Three aspects stand out in the first kilometers – low RPM torque, power steering, and low noise level. Although the HP power is less than the XP version, this new Pro-Star really does a great job, especially at low speeds, where the response to the accelerator is instantaneous. But we all agree that the clutch also makes a big difference and I think this is a significant aspect of the new Polaris workhorse. We were accustomed to jerky and hesitating starts with variable clutches, but it is quite different with the new Ranger. It is surprising to see how smooth it begins to move and accelerate at low speeds. The calibration of the clutch with low-end power provides smooth starts that are hard to match in the industry and this adds a lot to the comfort of the occupants.

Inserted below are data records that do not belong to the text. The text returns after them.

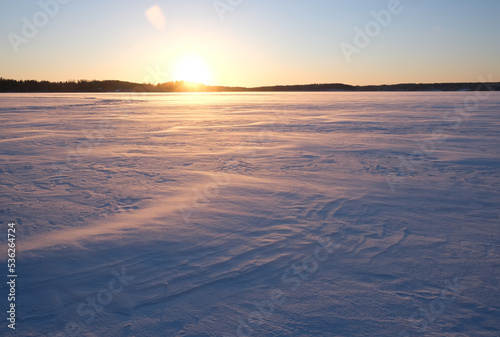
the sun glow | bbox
[173,55,212,85]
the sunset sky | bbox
[1,0,499,87]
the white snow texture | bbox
[0,92,499,336]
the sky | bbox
[0,0,499,87]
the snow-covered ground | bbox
[1,92,499,336]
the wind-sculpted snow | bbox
[0,92,499,336]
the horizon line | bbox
[1,77,499,90]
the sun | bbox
[173,55,211,84]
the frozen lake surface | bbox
[1,92,499,336]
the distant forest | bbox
[0,78,499,93]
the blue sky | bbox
[1,0,499,86]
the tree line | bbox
[0,78,498,93]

A working machine also means maneuverability at low speed. But in the industry in general, and also in the previous Polaris models, it often happens that there is a slight lack of assistance at very low speed or idle. The combination of power steering and low-end engine power makes us forget about the engine revolution when we operate the steering wheel – it gives nothing less than 100% assistance at both idle and low speed. And as for the low turning radius, the expression “turn on a dime” makes perfect sense here, and this great feature is really important for a utility vehicle.
Another major improvement is the noise level in the cabin. An engine that runs at lower RPM is usually quieter, and that’s really the case with this Ranger. Even during acceleration, we could chat easily without having to raise our voices. No squeaking, no annoying plastic noise or strange sounds were coming from the vehicle, it is very successful on this side.

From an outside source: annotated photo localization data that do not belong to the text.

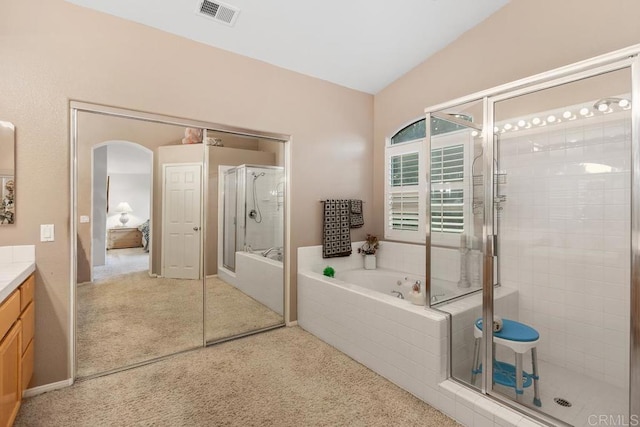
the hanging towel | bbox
[349,199,364,228]
[322,199,352,258]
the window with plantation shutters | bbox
[385,141,425,242]
[386,119,470,244]
[430,144,464,234]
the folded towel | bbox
[349,199,364,228]
[322,199,352,258]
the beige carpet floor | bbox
[77,272,283,377]
[16,327,458,427]
[92,248,150,282]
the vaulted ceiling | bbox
[65,0,509,94]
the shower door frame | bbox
[424,45,640,424]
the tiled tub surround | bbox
[498,112,631,389]
[0,245,36,301]
[298,242,536,426]
[217,251,284,316]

In addition to the sound-proofing quality, we cannot ignore the comfort aspect. The new seats are really more comfortable and they offer much better lumbar support. The addition of 25% foam helps decrease the washboard feel in small bumps, and above all gives a more luxurious look! The driver’s seat is easy to adjust, combined with the adjustable steering wheel, any driver can find its fit.
The only negative point we found is a slight rumbling sound coming from the transmission when we drove in 4 X 4 mode, we will see in a short future if it will always be the case on the production models.
Many thanks to Polaris for the invitation. As usual, we were treated like royalty and had a very pleasant stay!